Esasen miras bırakan sağlığında hak dengesini gözeten kabul edilebilir ölçüde ve tüm mirasçıları kapsar biçimde bir paylaştırma yapmışsa mal kaçırmak kastından söz edilmeyeceğinden olayda 1.4.1974 tarih 1/2 sayılı Yargıtay İçtihadı Birleştirme Kararının uygulanamayacağı da kuşkusuzdur.
Somut olay yukarıdaki ilkeler ile birlikte değerlendirildiğinde; mirasbırakan ..."in maliki olduğu 230 ada 1 parsel sayılı taşınmazını temlik ettiği davalı dışında başkaca mirasçılarının da bulunduğu tartışmasızdır. Denkleştirmeden söz edebilmek için mirasbırakanın mallarını makul sayılabilecek ölçüler içerisinde tüm mirasçıları kapsar biçimde paylaştırması gerekir. Oysa mirasbırakanın, temlik edilen taşınmaz dışında adının kayıtlı başka bir taşınmaz bulunmadığı, tarafların annelerinin davalı dışındaki diğer kardeşlere taşınmaz temlik etmesinin mirasbırakanın mal varlığı yönünden paylaştırma kabul edilemeyeceği açıktır.

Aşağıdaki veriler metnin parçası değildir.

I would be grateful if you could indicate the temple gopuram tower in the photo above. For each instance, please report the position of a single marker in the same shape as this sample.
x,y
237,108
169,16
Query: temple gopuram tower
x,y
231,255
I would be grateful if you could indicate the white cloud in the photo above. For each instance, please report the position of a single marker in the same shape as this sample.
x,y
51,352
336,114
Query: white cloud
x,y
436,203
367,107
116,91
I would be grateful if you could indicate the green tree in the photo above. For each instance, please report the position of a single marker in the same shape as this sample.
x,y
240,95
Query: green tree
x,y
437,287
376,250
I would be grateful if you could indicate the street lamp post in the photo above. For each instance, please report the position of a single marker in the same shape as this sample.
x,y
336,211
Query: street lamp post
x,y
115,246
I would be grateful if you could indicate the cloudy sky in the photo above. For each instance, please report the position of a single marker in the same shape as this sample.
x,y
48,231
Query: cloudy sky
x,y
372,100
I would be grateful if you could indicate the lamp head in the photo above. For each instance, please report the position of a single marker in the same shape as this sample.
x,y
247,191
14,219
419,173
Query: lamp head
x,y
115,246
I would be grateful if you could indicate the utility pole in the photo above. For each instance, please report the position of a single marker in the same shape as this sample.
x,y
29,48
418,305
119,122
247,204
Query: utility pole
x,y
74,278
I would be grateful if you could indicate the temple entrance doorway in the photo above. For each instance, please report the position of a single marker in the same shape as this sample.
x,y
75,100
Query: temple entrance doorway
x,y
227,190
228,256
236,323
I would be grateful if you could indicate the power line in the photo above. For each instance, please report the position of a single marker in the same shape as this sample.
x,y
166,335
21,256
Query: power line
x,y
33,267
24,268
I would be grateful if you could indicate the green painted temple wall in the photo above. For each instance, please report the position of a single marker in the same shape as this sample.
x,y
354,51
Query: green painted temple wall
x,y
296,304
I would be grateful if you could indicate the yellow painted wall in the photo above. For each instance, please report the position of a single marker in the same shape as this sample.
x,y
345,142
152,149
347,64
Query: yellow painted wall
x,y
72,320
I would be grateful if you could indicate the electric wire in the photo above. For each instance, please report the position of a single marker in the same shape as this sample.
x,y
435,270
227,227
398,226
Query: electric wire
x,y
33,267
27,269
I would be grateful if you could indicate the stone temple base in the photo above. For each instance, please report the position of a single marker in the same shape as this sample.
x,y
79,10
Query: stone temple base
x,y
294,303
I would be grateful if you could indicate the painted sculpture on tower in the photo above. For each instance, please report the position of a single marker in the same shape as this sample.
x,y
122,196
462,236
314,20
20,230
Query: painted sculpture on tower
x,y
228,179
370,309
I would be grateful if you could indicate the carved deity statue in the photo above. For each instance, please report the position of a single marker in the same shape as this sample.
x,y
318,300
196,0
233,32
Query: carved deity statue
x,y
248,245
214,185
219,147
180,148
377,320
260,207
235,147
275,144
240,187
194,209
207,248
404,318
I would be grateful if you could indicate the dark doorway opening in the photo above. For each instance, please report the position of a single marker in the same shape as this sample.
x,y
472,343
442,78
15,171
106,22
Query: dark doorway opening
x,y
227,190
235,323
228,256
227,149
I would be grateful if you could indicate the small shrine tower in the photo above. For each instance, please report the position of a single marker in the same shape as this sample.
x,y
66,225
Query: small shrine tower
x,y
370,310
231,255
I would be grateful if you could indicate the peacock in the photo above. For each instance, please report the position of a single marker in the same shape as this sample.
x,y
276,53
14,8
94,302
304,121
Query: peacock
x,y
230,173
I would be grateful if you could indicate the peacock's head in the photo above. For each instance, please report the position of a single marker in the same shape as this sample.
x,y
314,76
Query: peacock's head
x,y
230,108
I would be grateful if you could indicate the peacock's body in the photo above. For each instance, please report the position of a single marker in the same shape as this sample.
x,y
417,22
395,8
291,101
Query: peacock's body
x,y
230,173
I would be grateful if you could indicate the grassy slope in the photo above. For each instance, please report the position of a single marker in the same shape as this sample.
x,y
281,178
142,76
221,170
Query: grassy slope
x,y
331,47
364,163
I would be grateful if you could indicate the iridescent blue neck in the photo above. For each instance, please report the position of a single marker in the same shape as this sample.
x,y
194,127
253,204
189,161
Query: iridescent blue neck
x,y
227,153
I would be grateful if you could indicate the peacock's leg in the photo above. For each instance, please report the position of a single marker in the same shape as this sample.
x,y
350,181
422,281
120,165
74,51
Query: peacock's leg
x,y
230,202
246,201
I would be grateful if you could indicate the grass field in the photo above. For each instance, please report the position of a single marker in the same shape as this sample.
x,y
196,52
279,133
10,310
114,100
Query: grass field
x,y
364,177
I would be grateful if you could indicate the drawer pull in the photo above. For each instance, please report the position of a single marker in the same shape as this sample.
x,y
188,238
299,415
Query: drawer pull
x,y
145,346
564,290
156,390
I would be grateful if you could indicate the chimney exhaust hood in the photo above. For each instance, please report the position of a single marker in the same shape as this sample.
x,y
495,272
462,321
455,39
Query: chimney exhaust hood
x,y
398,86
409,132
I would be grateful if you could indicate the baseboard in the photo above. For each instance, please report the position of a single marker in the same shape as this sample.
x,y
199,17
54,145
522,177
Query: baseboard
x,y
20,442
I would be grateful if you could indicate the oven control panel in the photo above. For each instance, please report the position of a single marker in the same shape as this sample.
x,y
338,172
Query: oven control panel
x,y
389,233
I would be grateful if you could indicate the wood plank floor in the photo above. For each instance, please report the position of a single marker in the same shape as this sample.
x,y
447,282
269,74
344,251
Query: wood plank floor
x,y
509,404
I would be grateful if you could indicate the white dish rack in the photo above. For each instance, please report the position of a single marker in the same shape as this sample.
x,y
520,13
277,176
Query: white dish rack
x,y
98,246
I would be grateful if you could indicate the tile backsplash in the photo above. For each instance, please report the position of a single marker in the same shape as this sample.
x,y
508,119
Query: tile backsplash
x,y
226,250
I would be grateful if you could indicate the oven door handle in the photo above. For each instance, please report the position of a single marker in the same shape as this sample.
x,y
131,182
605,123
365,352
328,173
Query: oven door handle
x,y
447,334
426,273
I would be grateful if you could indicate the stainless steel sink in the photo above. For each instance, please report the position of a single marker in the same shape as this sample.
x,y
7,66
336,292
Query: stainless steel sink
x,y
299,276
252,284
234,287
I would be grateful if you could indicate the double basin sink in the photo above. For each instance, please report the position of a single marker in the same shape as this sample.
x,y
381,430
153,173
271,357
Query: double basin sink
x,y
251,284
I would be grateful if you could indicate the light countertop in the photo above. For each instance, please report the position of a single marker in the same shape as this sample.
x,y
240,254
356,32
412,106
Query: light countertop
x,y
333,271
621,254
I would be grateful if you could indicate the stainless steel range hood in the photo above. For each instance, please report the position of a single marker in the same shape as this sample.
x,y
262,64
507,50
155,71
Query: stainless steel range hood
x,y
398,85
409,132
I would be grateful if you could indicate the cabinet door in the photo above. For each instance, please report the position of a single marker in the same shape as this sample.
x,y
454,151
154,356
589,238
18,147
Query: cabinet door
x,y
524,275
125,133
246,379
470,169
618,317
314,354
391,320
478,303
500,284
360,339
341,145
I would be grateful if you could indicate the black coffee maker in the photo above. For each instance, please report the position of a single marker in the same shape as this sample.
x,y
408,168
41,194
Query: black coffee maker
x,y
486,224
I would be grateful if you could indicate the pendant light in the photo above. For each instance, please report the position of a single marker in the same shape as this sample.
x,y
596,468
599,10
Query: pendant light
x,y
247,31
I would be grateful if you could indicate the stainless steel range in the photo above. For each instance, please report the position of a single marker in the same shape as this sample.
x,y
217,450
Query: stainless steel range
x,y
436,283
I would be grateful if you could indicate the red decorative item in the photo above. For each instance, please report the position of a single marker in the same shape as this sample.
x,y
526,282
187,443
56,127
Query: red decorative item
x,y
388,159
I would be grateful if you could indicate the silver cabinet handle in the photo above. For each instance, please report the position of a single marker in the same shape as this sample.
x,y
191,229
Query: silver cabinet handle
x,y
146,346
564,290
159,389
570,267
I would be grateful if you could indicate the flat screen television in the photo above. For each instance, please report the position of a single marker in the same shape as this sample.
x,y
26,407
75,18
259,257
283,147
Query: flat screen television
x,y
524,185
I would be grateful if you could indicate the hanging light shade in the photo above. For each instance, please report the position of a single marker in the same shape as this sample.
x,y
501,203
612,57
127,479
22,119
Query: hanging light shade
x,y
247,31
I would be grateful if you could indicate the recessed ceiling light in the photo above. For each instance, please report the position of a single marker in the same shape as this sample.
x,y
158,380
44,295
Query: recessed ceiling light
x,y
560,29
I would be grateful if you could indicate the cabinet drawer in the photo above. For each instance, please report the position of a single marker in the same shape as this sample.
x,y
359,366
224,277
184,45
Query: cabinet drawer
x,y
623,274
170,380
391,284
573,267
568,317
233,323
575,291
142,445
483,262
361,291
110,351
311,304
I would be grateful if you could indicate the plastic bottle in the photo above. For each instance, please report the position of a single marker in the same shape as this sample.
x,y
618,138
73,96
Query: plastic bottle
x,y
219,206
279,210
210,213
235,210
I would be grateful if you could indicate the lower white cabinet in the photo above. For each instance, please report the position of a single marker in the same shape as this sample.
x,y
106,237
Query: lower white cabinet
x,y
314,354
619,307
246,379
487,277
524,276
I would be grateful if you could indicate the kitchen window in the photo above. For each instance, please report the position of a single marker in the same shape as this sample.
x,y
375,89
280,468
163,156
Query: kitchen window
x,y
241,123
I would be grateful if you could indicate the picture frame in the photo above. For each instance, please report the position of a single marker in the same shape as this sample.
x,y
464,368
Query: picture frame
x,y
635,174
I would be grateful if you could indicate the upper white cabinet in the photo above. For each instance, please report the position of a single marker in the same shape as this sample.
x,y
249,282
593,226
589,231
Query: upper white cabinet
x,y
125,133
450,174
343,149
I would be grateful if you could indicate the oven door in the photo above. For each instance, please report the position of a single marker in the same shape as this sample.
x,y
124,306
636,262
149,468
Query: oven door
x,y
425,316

Bu durumda murisin tüm mirasçıları arasında hak dengesini gözetir, kabul edilebilir bir paylaştırma yapma iradesi ile hareket ettiğinden söz edilemeyeceği ortadadır.
Hâl böyle olunca, mirasbırakanın mirastan mal kaçırmak amacıyla taşınmazı temlik ettiği sabit olduğundan davanın kabulüne karar verilmesi gerekirken, aksine düşüncelerle yazılı şekilde hüküm kurulması isabetsizdir.
Davacılar vekilinin bu yöne değinen temyiz itirazı yerindedir. Kabulü ile hükmün açıklanan nedenden ötürü (6100 sayılı Yasanın geçici 3.maddesi yollaması ile) 1086 sayılı HUMK"un 428.maddesi gereğince BOZULMASINA, alınan peşin harcın temyiz edene geri verilmesine, 22.03.2017 tarihinde oybirliğiyle karar verildi.